Invece c’è un brano più rappresentativo o che racconta al meglio l’idea dietro The Fermi Paradox?
Il brano più in formato canzone, seppur molto lunga, é Human Being, che chiude l’album ed é composto dal musicista e compositore tuareg Faris Amine, in arte Farees, assieme a David Rhodes che ne ha curato la prima base di arrangiamento.
Ma per me forse il più rappresentativo é lo strumentale Asteroid Belt che abbiamo creato di getto io, David, Roger Ludvigsen e il compianto Paolo Vinaccia.

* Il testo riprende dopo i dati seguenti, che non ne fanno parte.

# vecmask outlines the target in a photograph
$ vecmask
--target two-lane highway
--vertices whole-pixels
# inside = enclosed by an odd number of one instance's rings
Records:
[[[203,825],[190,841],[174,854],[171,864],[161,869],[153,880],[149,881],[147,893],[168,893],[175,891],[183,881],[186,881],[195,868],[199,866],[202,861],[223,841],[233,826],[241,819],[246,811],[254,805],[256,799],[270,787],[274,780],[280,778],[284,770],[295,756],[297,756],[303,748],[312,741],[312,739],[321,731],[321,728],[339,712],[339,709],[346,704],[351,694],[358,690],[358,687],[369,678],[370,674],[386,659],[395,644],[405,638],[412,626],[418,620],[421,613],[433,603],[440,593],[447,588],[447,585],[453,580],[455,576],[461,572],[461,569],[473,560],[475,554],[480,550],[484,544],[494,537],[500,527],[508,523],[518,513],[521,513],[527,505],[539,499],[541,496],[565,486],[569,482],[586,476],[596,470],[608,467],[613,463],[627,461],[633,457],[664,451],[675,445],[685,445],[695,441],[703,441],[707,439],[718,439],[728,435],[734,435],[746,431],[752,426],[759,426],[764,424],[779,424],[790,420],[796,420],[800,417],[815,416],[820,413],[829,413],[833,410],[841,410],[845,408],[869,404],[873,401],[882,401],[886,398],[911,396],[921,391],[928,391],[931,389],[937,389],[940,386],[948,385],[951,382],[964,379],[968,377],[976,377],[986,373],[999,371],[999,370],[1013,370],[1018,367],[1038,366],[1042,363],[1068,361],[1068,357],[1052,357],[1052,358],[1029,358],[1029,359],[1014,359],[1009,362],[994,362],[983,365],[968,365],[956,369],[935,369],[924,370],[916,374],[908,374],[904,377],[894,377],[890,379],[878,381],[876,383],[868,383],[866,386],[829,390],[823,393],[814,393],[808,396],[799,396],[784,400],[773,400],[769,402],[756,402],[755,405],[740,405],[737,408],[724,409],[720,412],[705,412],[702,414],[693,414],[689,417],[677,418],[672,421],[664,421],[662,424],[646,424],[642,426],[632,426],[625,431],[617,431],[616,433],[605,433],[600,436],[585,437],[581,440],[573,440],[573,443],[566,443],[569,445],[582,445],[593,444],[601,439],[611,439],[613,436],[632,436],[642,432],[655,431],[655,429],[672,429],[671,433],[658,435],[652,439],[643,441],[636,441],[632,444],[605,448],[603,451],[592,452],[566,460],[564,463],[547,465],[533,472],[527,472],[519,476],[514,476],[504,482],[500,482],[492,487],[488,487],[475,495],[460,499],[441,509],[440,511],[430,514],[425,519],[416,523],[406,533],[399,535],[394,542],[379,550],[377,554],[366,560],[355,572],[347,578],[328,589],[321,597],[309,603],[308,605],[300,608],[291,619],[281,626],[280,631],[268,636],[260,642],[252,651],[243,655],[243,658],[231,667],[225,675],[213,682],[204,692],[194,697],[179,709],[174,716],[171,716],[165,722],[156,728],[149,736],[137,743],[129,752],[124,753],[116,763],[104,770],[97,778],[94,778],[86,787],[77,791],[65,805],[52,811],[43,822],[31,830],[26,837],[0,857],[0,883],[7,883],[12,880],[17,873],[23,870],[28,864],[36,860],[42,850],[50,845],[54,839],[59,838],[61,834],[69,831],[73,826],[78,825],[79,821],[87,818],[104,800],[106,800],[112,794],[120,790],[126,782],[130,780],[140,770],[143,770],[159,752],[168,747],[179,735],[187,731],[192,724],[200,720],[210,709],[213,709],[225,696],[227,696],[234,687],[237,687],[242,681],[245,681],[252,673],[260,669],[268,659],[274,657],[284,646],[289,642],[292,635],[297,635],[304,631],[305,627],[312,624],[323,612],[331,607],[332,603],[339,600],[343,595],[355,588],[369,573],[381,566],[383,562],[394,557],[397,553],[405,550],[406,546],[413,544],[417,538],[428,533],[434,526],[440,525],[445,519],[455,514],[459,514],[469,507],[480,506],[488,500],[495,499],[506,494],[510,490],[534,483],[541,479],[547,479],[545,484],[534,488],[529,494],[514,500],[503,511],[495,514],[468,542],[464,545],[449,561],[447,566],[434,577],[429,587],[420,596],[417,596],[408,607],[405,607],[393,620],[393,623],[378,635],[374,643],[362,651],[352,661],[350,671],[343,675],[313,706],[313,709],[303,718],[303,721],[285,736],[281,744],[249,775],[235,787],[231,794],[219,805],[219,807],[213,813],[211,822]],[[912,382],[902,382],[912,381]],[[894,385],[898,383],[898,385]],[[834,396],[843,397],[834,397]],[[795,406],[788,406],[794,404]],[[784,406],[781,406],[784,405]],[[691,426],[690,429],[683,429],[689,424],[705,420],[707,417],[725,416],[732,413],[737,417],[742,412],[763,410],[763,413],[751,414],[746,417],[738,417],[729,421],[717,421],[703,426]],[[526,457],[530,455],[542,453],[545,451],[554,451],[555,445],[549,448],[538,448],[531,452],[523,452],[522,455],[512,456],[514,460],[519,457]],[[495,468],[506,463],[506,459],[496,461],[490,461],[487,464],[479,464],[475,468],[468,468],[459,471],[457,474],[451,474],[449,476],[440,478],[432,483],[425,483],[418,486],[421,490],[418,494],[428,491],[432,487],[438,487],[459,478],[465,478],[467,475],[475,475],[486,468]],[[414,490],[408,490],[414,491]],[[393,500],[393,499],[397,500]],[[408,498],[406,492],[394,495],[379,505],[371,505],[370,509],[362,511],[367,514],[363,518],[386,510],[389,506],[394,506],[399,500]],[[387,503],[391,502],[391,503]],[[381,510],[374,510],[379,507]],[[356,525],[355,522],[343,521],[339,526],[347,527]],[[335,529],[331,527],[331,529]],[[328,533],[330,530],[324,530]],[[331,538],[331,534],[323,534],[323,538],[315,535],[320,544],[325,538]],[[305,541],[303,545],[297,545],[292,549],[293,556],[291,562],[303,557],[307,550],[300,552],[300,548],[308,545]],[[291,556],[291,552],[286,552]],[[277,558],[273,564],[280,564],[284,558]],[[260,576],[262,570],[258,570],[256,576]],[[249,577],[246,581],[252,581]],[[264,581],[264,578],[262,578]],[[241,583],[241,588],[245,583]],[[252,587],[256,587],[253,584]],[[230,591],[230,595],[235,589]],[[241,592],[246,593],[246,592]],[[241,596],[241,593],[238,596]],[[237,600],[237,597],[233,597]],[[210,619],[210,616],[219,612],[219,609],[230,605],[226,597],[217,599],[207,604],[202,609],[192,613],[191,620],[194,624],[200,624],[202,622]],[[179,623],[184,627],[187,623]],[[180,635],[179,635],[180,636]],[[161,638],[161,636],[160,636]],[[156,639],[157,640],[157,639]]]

L’idea era in questo caso dare un senso “spaziale” alla musica, sfruttando elettrica e acustica e molto poco l’elettronica, si crea un gioco di intersezioni ritmiche che mi hanno sempre colpito. Ricordo anche le tante frasi composte per il progetto dall’amico griot dal grandissimo spessore umano e musicale Gabin Dabiré.

Come vi ponete nella corsa allo spazio che in tanti stanno cercando di compiere in questi ultimi anni?
Riguardo i telescopi in orbita come il JWST con il suo sistema MIRI ne pensiamo molto bene, possono effettivamente permetterci di capire meglio le situazioni ambientali di pianeti molto lontani.
Un po’ meno bene pensiamo di quello che sembra essere diventato un feudo personale tra Musk e Bezos, con situazioni che sembrano spesso finanziate e lanciate più per risvolti mediatici che altro. Ricordiamo che raggiungere Marte risulta comunque un piccolo passo rispetto alle distanze che ci separano dagli altri pianeti del sistema solare, per non parlare delle stelle “vicine”.
Per fare un paragone: il viaggio Terra-Marte (circa 56 milioni di km nella configurazione più favorevole) é comunque un decimo o meno di quanto servirebbe a raggiungere Giove (che può arrivare a 600 milioni di km), quindi quasi dieci anni di viaggio aldilà delle problematiche energetiche. Se equiparassimo questo percorso alla distanza di due fermate in metropolitana, e volessimo arrivare invece anche solo alla stella più vicina a noi, Proxima Centauri (a 4,2 anni luce, cioè circa 40.000 miliardi di km), sarebbe come tentare un viaggio da Milano… a Sydney a piedi, avanti e indietro migliaia di volte.
Quindi sì possiamo trovare esopianeti favorevoli, ma siamo comunque lontanissimi dalla possibilità di poterli raggiungere.
C’è un qualcosa in particolare che sperate possa emergere?
E’ sempre bello trovare esopianeti che ospitino o possano ospitare la vita, ma al momento siamo appunto limitatissimi, lontanissimi dal poterli raggiungere.
Il rischio é che se non trattiamo bene il nostro pianeta si arriverà ad una situazione di stallo e quindi regressione, la nostra civiltà in quel caso collasserebbe e non ci sarebbe quindi alcuna probabilità di arrivare ad uno sviluppo tale da poter superare distanze al momento e forse per sempre assolutamente invalicabili.
Oltre alle date di maggio, ci saranno altre occasioni per vedervi live?
Sì, in Italia torneremo il 13 Luglio per un bel festival world alla foce del Rubicone, in Romagna.